Title of the presentation:
A systems approach to studying arsenic binding to cellular proteins.

Biography:
Dr. Chris Le is Professor and Director of the Analytical and Environmental Toxicology Division at the University of Alberta. He is an elected Fellow of the Royal Society of Canada. He holds an inaugural Canada Research Chair in Bioanalytical Technology and Environmental Health since 2001. He is cross-appointed in the Departments of Laboratory Medicine and Pathology, Chemistry, and Public Health Sciences. He is Guest Professor at Dalian Institute of Chemical Physics, Chinese Academy of Sciences since 2001.

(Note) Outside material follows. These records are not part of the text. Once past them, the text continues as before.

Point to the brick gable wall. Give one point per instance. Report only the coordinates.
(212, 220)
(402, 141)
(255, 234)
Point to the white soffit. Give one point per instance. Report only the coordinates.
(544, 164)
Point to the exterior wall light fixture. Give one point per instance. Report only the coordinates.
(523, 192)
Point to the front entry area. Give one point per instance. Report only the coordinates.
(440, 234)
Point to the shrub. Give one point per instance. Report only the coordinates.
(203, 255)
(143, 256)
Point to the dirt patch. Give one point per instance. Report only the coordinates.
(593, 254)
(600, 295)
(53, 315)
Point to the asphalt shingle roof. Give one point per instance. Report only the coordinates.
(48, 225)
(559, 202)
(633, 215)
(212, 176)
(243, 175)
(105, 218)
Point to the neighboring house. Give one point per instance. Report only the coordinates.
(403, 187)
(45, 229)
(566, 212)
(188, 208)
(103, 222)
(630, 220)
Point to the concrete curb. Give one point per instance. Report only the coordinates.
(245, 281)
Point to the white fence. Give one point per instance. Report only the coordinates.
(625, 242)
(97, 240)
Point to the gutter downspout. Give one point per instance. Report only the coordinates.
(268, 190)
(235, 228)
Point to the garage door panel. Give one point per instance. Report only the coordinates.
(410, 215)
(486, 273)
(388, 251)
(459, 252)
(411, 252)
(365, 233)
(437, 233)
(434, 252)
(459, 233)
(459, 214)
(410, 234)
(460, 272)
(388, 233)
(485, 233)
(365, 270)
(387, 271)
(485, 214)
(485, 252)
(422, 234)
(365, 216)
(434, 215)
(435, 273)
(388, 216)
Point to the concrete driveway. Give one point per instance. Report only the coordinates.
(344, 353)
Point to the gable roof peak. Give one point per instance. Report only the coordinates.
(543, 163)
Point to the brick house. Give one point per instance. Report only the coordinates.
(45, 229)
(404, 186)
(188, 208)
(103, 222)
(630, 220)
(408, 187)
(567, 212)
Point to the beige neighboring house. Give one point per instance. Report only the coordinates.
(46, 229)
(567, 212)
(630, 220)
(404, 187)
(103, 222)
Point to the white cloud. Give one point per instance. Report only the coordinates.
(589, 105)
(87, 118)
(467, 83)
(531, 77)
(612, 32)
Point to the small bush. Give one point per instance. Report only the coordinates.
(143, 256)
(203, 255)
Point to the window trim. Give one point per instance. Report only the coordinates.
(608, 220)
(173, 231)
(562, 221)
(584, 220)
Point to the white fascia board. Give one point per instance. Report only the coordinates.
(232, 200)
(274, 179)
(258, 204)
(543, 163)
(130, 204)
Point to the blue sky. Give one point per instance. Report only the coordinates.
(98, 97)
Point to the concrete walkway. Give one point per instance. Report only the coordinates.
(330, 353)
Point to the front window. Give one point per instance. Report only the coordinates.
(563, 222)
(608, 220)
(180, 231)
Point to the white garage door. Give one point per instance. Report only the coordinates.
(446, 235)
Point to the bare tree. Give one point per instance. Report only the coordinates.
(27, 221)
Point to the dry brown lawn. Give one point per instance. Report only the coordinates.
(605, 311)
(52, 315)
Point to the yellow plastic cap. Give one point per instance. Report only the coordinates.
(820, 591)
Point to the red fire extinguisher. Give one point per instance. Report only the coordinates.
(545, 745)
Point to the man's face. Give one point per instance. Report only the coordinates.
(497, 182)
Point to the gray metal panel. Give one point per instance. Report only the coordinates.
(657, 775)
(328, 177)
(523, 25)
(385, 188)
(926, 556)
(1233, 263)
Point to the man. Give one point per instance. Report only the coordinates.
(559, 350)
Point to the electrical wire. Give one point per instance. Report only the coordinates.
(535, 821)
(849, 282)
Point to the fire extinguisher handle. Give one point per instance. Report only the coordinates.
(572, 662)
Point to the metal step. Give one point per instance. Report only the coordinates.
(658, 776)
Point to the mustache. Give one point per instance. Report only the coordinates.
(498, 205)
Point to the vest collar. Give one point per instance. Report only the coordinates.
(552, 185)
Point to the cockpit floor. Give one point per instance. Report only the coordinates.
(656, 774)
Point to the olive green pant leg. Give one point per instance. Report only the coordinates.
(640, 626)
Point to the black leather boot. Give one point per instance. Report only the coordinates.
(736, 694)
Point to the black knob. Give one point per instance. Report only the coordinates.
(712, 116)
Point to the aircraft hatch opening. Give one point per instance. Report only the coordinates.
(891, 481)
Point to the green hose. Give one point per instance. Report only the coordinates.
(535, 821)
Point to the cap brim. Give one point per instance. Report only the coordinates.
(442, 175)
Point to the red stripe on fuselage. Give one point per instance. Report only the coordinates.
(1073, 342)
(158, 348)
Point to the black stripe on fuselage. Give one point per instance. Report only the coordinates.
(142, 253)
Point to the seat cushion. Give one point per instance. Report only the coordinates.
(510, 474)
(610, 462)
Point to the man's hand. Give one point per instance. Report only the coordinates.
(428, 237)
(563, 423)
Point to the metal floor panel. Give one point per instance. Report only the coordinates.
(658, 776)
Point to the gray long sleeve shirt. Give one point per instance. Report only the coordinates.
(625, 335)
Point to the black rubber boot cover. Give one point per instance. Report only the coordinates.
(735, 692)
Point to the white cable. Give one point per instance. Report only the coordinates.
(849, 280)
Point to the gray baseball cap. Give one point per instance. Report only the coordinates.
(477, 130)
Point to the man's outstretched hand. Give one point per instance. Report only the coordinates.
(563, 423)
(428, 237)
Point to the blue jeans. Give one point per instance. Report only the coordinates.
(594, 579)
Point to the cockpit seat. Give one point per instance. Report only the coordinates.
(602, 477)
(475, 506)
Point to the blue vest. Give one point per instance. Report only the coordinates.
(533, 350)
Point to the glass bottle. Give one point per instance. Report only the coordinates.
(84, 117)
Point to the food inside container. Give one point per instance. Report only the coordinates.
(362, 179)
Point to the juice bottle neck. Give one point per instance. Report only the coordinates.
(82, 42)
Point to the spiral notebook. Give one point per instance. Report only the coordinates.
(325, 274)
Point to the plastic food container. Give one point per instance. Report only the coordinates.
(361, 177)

Short summary of research interests:
With expertise in bioanalytical chemistry and environmental sciences, Dr. Le pursues multidisciplinary research in bioanalytical technology, environmental chemistry and toxicology, and DNA damage and protein biomarkers. His group develops innovative bioanalytical techniques and makes use of these techniques to understand the effects of environment on human health.

Abstract:
Arsenic compounds have been recognized as both human carcinogens and therapeutics for treating acute promyelocytic leukemia. However, the mechanism(s) of action responsible for their carcinogenicity and therapeutic property remains unclear. We hypothesize that arsenic binding to cellular proteins is a possible mechanism. Recent studies have shown binding of trivalent arsenicals to cysteines in proteins. However, studies aimed at characterizing arsenic-binding proteins from treated cells have only been able to identify a few highly abundant proteins. A large variety of potential arsenic-binding proteins present at lower concentrations are undetectable by current analytical techniques. To confront this challenge, we have developed an approach of affinity capturing of arsenic-binding proteins followed by mass spectrometry characterization of the captured proteins. The combination of affinity capturing and tandem mass spectrometry enabled selection and identification of large number of arsenic-binding proteins in arsenic-treated cells. Analysis of subcellular fractions of A549 human lung carcinoma cells identified 50 proteins in the nuclear fraction, and 24 proteins in the membrane/organelle fraction that could bind to arsenic. Many of these identified arsenic-binding proteins have important biological functions, including DNA repair and maintaining genome stability, modulating the redox status of cells, and affecting apoptosis.